I’m working on an application (c++) that utilizes multiple types of hardware to simultaneously collect data of various types. The common usage pattern is to run the different interfaces to these devices (eye-tracking, motion-tracking, visualization, etc.) each in its own thread, so they mess with each other as little as possible. I don’t a need a guarantee of super-precise timing of when the threads actually execute, which I understand would require hardware timers. What I’m looking to do, though, is have threads be able to query a central timer of some kind, which they can use periodically to add time-stamps to the collected data, so the data can be (semi-precisely) aligned later for analysis. Millisecond-scale precision is fine for this purpose.

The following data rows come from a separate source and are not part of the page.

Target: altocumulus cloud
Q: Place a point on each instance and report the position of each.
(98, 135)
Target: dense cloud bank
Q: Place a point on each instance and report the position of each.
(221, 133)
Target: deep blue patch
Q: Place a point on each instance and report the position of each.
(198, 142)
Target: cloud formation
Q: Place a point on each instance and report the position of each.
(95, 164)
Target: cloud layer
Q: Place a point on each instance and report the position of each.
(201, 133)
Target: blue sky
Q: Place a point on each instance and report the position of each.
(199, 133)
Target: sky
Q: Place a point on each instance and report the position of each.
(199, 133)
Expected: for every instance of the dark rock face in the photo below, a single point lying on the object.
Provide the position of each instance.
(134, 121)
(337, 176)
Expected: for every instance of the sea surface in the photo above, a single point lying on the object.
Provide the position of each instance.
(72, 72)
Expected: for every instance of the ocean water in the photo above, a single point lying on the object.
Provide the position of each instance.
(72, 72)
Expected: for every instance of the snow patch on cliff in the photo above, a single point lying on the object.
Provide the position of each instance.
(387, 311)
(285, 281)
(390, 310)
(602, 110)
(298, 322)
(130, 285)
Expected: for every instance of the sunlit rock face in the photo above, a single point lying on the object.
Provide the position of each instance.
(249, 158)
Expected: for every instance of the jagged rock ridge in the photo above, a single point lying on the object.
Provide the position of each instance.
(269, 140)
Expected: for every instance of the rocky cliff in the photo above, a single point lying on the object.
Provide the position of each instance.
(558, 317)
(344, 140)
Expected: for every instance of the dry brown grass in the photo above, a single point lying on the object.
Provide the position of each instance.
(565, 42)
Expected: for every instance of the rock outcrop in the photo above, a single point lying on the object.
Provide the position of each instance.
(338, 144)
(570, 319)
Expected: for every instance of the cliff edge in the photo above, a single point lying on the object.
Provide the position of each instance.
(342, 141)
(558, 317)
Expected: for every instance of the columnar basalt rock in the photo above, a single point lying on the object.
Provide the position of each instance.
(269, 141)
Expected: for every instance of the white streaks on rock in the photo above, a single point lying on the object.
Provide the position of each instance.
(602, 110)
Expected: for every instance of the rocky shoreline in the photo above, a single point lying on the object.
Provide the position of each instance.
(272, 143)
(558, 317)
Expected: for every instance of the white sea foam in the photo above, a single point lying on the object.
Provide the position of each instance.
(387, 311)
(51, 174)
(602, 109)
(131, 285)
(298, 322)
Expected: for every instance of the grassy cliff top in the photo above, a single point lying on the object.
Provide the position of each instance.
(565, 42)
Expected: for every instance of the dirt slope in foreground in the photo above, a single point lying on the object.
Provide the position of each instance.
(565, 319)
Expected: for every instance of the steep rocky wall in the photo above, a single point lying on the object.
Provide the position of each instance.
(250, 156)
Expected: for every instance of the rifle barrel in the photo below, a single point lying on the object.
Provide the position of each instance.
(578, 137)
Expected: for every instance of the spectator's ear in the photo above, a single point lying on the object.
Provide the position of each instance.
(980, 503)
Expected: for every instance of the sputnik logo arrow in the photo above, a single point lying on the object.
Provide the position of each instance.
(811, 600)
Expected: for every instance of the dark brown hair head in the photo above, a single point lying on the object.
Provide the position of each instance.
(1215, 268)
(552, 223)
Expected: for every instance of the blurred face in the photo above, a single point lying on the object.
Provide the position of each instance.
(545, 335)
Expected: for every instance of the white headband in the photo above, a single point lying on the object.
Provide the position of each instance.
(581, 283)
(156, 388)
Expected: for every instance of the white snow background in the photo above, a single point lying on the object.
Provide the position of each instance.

The application uses Qt for gui purposes, so I thought QElapsedTimer would be a potential solution. However, the docs state that all methods are reentrant, not thread-safe. Am I correct that this necessitates a unique QElapsedTimer object for each thread that wishes to use this type of timing functionality? If this is the case, my approach would be to require each thread to initialize timing in a blocking function (executed in the main thread). Initialization would involve creating a wrapper object which combines a timer + an offset from the “main” timer, so that any/all timers created are “synchronized” to the main timer. This would be done in the main thread in order to obtain the offset from the non-threadsafe original timer.
Is this a reasonable approach, or is there a better “standard” (design-pattern) approach that I should use instead? Or, is there a different library that would better suit my purposes? Currently I’m working on Windows (7 and XP), but the application eventually is slated to be cross-platform.
In Qt you have convenient classes such as QMutexLocker for making synchronous calls. So you can use QMutexLocker along with QMutex in order to mark the function as thread safe, and then you can use QElapsedTimer across threads without any problems.